In a speech last week, Justice Brett Kavanaugh remarked that he and his colleagues at the U.S. Supreme Court eat a lot of lunches together. It is a tradition that the most junior justice at the court is tasked with serving on the committee that supervises the Court’s cafeteria, and while the role is less than coveted, food also has a way of bringing the justices closer together.

In his November 14th speech, Justice Kavanaugh noted that when he joined the Court, the Court’s cafeteria was not serving pizza. Calling it an “outrage,” Justice Kavanaugh jokingly remarked that his “legacy was secure.” “It’s fine by me if I’m ever known as the pizza justice.”

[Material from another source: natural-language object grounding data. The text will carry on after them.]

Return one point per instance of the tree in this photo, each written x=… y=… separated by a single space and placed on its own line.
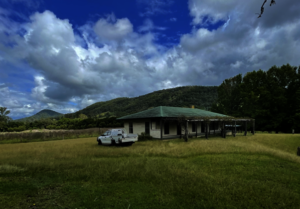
x=262 y=7
x=3 y=114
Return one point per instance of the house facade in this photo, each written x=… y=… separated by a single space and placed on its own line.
x=171 y=122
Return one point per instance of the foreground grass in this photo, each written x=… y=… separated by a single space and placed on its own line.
x=260 y=171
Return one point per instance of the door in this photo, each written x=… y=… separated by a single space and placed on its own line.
x=147 y=128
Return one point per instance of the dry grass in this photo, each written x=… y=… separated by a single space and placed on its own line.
x=260 y=171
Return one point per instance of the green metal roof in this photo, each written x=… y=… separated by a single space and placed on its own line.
x=171 y=112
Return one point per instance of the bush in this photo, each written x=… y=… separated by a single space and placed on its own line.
x=144 y=136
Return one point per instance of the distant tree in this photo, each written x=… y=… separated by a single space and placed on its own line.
x=83 y=116
x=262 y=7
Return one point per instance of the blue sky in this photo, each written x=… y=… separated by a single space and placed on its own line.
x=66 y=55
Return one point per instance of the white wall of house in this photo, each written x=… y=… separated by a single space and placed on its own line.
x=139 y=127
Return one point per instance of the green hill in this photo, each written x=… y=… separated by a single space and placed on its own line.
x=40 y=115
x=201 y=97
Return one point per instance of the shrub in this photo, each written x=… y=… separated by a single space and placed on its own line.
x=144 y=136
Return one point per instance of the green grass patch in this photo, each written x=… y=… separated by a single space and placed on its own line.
x=260 y=171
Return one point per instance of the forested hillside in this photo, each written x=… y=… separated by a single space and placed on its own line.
x=271 y=97
x=200 y=96
x=40 y=115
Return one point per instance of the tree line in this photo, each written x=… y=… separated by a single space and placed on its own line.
x=270 y=97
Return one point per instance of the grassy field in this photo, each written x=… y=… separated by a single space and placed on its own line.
x=260 y=171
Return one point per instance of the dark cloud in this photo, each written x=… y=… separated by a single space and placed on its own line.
x=108 y=59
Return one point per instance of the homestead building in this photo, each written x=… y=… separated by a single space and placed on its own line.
x=170 y=122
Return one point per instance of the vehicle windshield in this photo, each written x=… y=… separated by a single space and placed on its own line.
x=107 y=133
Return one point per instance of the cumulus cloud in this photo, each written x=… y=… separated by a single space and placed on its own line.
x=108 y=59
x=112 y=28
x=154 y=7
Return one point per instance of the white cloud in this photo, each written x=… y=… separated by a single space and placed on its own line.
x=112 y=29
x=125 y=63
x=154 y=7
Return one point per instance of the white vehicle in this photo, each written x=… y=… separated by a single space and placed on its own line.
x=117 y=136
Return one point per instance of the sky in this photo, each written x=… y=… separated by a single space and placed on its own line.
x=66 y=55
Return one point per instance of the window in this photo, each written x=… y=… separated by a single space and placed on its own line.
x=130 y=128
x=147 y=128
x=157 y=125
x=193 y=126
x=166 y=128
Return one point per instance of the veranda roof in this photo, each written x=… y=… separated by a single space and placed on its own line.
x=171 y=112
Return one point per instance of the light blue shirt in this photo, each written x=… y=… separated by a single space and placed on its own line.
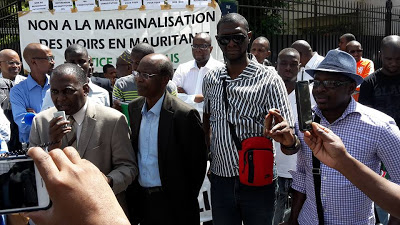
x=27 y=94
x=149 y=173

It is safe to say that most visitors to the court are not coming for the food, which ranges from sandwiches and soups to salads. Diners on Yelp labeled it “slightly above average for a cafeteria,” while visitors on TripAdvisor praised the cafeteria’s convenience rather than its fare. In 2010, the Washington Post quipped that the cafeteria’s food “should be unconstitutional.” A 2017 Wall Street Journal article was even more blunt: “Don’t Eat There.”

Justice Stephen Breyer holds the record for longest tenure on the committee, during which he was credited with expanding the salad bar. According to Justice Elena Kagan, the monthly meetings of the committee decide such weighty issues as what recipe the canteen should use for the chocolate chip cookies.

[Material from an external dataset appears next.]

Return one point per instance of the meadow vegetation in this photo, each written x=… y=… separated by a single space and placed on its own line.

Justice Kagan had a particularly successful stint on the committee, being praised by Chief Justice John Roberts for getting a new frozen yogurt machine installed. According to Roberts, “No one at the court can remember any of the prior justices on the committee doing anything.”

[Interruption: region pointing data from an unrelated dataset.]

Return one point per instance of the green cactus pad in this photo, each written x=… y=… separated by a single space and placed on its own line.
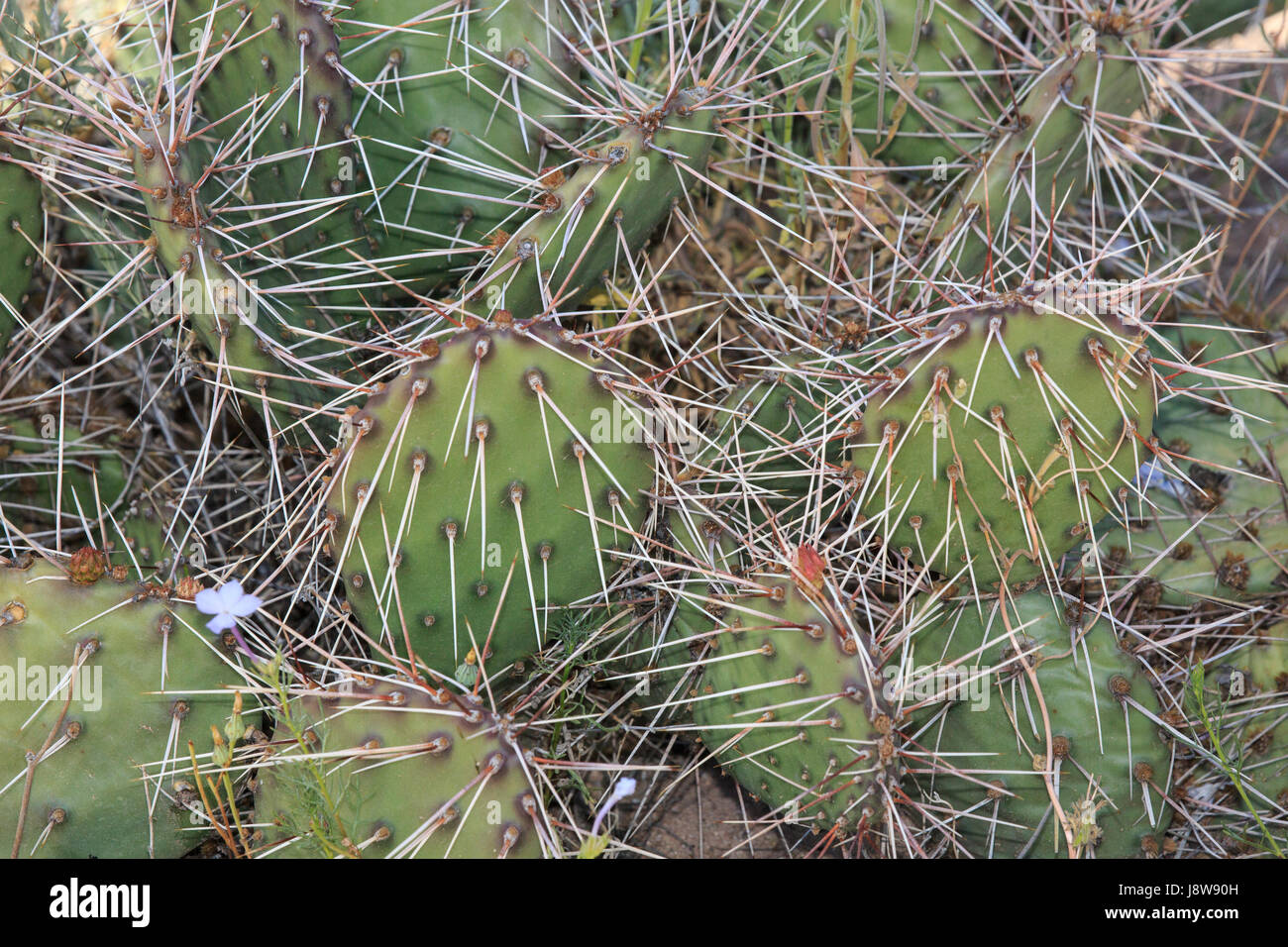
x=301 y=161
x=1008 y=432
x=429 y=124
x=1252 y=719
x=394 y=771
x=505 y=457
x=1216 y=525
x=987 y=745
x=787 y=701
x=116 y=780
x=37 y=457
x=603 y=211
x=266 y=344
x=1041 y=158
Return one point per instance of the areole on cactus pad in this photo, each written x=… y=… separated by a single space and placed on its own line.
x=393 y=770
x=1003 y=437
x=485 y=487
x=120 y=677
x=1028 y=712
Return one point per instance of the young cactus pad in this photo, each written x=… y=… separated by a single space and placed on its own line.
x=789 y=699
x=1008 y=432
x=601 y=213
x=987 y=736
x=1039 y=162
x=1214 y=523
x=1249 y=714
x=394 y=771
x=115 y=780
x=484 y=487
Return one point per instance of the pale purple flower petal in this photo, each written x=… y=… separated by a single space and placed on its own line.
x=207 y=602
x=222 y=622
x=230 y=592
x=245 y=605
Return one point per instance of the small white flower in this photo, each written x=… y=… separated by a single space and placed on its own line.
x=1153 y=476
x=228 y=603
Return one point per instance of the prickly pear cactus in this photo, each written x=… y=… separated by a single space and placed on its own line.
x=600 y=213
x=394 y=771
x=282 y=56
x=279 y=355
x=1248 y=715
x=1214 y=523
x=1006 y=433
x=786 y=698
x=112 y=776
x=986 y=731
x=774 y=434
x=50 y=474
x=21 y=232
x=1093 y=76
x=412 y=131
x=485 y=487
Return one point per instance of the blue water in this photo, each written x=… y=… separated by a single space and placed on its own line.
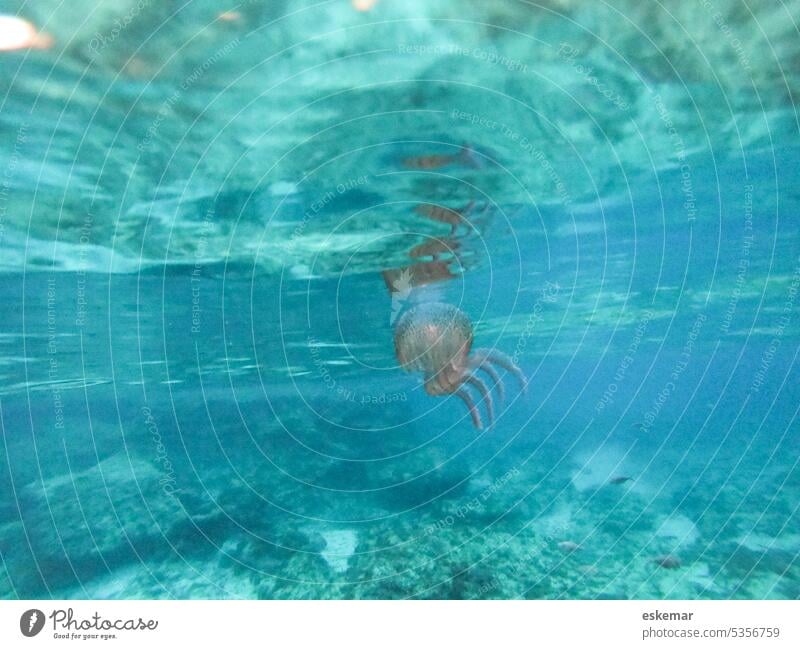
x=204 y=225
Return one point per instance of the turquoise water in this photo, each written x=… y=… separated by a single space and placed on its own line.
x=210 y=225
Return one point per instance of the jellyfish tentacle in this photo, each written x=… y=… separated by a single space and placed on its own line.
x=481 y=387
x=462 y=394
x=505 y=361
x=480 y=362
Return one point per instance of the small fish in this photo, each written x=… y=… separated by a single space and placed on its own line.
x=568 y=546
x=668 y=561
x=620 y=479
x=466 y=156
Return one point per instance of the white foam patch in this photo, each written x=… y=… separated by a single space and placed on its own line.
x=340 y=546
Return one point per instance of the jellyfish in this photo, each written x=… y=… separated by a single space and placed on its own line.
x=436 y=339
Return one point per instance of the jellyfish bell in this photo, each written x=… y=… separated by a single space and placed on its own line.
x=435 y=339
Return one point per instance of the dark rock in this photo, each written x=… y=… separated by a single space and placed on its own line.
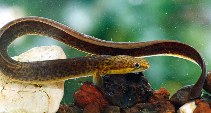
x=155 y=107
x=69 y=109
x=182 y=96
x=88 y=94
x=160 y=95
x=202 y=107
x=207 y=83
x=126 y=90
x=92 y=108
x=111 y=109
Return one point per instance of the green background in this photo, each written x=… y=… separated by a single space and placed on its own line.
x=188 y=21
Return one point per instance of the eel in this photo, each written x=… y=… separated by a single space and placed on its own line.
x=89 y=44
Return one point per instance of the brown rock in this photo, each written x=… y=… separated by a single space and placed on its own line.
x=202 y=107
x=88 y=94
x=207 y=83
x=111 y=109
x=68 y=109
x=155 y=107
x=160 y=95
x=92 y=108
x=126 y=90
x=182 y=96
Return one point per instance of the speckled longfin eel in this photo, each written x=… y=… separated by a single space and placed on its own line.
x=62 y=33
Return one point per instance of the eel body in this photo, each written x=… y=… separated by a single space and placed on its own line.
x=66 y=35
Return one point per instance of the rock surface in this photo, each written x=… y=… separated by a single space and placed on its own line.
x=126 y=90
x=89 y=94
x=187 y=108
x=22 y=97
x=182 y=96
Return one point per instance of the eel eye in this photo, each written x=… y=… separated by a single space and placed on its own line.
x=137 y=65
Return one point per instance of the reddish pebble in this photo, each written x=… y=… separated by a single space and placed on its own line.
x=202 y=107
x=89 y=94
x=92 y=108
x=160 y=95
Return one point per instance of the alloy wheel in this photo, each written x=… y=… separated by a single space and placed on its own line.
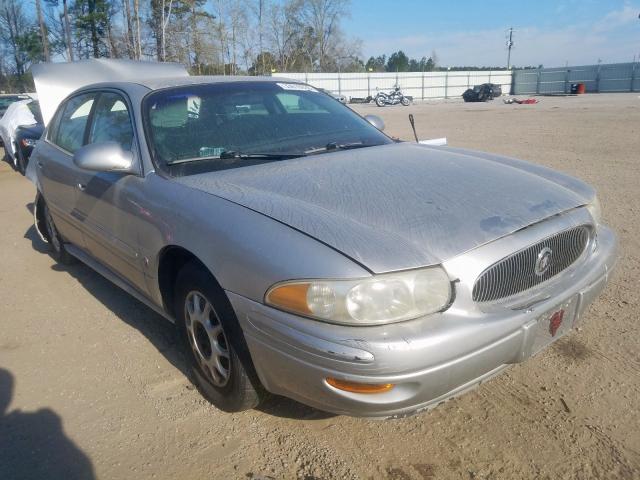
x=207 y=339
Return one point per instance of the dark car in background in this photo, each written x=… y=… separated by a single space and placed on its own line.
x=482 y=93
x=26 y=138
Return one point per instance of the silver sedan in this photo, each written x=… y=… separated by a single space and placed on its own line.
x=303 y=252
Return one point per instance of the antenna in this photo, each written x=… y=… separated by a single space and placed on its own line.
x=413 y=127
x=509 y=46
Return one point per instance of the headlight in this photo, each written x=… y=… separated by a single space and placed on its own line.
x=386 y=298
x=595 y=210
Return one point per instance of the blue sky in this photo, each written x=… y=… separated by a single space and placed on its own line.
x=474 y=32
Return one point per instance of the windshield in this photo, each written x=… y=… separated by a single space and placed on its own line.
x=210 y=127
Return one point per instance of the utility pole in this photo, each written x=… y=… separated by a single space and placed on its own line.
x=509 y=46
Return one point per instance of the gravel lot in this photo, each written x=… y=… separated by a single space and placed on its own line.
x=95 y=386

Speaking on a 2016 panel with Justices Sonia Sotomayor and Ruth Bader Ginsburg, Supreme Court curator Catherine Fitts noted that civility has been embraced and enforced through food during the court’s history.

In the early 1800s, Chief Justice John Marshall and other justices regularly dined together while staying at the same boarding house in Washington, D.C. As the late Chief Justice William Rehnquist described in a speech about Marshall:

If it were raining, [the justices] would have a glass of wine with dinner. They looked forward to this ritual, and one day were expressing regret that the weather outside was fair and sunny. But Marshall said “somewhere in our broad jurisdiction it must surely be raining,” and from then on they had a glass of wine with dinner every day.

No less than Chief Justice (and former President) William Howard Taft required that the Supreme Court building be designed with a canteen and dining room for justices. Since the 1970s, the justices have enjoyed an hour-long lunch adjournment. Now, many justices use that time to dine together in meals that might involve sharing food, celebrating one another’s birthdays, and discussing museum exhibits.

While Justice Kavanaugh is the latest justice to serve on the cafeteria committee, his time as the “pizza justice” provides just the latest chapter in the intertwined history of food and the Supreme Court.